STARBOY cussin’ like a sailor all week. Sham, yuh see mi crosses, he complained.What troubling you now, Starboy?
Sham, dis is serious binness man.
Really! What’s going on?
Well, fasten yuh seatbelt. A ketch Moses pimping in the Big Apple.
What! Starboy, are you telling me that Nagaas is now a big-time Pimp?
Word up, said Starboy.
Well, give me some details man, I asked.
Sham, de man bin pon TV dress like a yella plantain in a yella suit, yella shut, and yella tie wid him partner-in-time, Granger, pimping his ethnicity fe indian votes fe Granger.
Hold on, hold on, hold on. I think you are wrong here, Starboy. Not Moses. Moses was an outspoken critic of the PNC since 1961. Moses suffered repeatedly at the hands of the PNC dictatorship. The man spent most of his life exposing their dirty dealings — the murder, mayhem, rape, and torture of his fellow countrymen and women. Now you expect me to believe that this same Moses from Whim, Corentyne, is now buddy-buddy with Granger?
Sham, listen; just listen. Is the same Moses from Whim, but now he is a wimp and a pimp. De rascal was pimping fe Indian votes fe Granger. De man deny him indianess to sell Granger to the Indians inna New York. But wot him a read, de Guyanese voters inna New York done spell. Pon de same TV show, Granger try fe distance himself from the indecencies of Forbes Burnham; but him cyaant, because, yuh cyaant separate the duck from the quack.

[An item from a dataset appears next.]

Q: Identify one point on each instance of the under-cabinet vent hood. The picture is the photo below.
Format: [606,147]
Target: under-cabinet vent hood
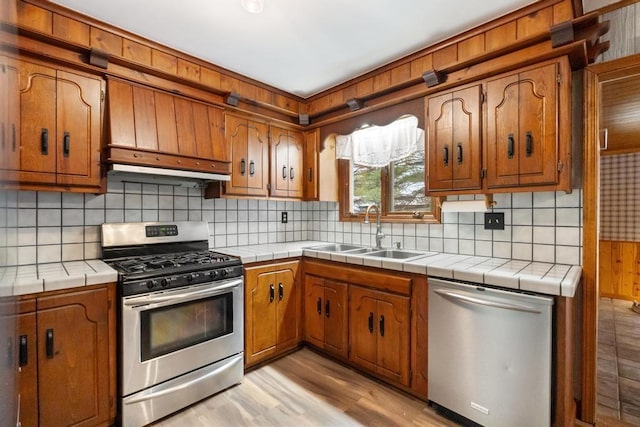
[163,176]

Now Starboy, you know full well that all this political stuff is a little bit over my head. I never really understood this socialism/communism thing. But like Bob Marley caution us: Don’t be fooled by ism or schism. At the end of the day, you still have to work for a living.
Anyway, let’s get back to Moses. You know, Starboy, it’s been a long time since I heard the name yellow plantain; it is a very beautiful bird. Growing up, during the rainy season, we used to see a lot of them.
Starboy start fe get bex.
Sham, I taakin serious business here, and you talking bout bird. You chupity or wot? Sham, the man was playing second banana to Granger. Every time Moses, wid him lying, prepossessing face made his pitch for the Indian votes, Granger bruk a wicket smile like a Cheshire cat. Sham, mi gat fe laugh. David Granger chanting: ‘I am not Burnham; my name is David Granger. Is that his claim to fame?
But Starboy, what is wrong with that? After all, Granger is running for office, so he is coming clean.
Clean, Sham? Yuh kiddin me, rite? Lemme me tell yuh: Dey aint gat enuff cabalic soap pon dis earth dat can remove the stench from David Granger. Him want fe come clean? Then why him refuse to testify at the Rodney trial? A gwine tell yuh why, Sham. Granger was a high-ranking officer in the GDF at the time of Rodney’s death. Like him haff sumtin fe hide? Is it the blood of Dr. Rodney on the hands of the GDF? Starboy got a message for Moses: ‘Yuh can fool some of the Hindians some of the time, but you cyaant fool all de Hindians all the time. Rememba, yuh can be Puttagee, Indian, Black, Chinee, Dougla, Mulatto, Amerindian and still be a proud and loyal citizen of Guyana. One is ethnicity and the other is nationality. Moses, yur a so-called teacher; yuh shudd know the difference. Unless yuh ah play dead fe see wot votes funeral yuh gwine get.
And with that, Starboy began to sing:
A pimper’s paradise, that’s all he was now
A pimper’s paradise, I am sorry for the victim now
Soon, soon their heads will bow
Pimper’ paradise, don’t lose track
Don’t lose track of yourself, oh, no!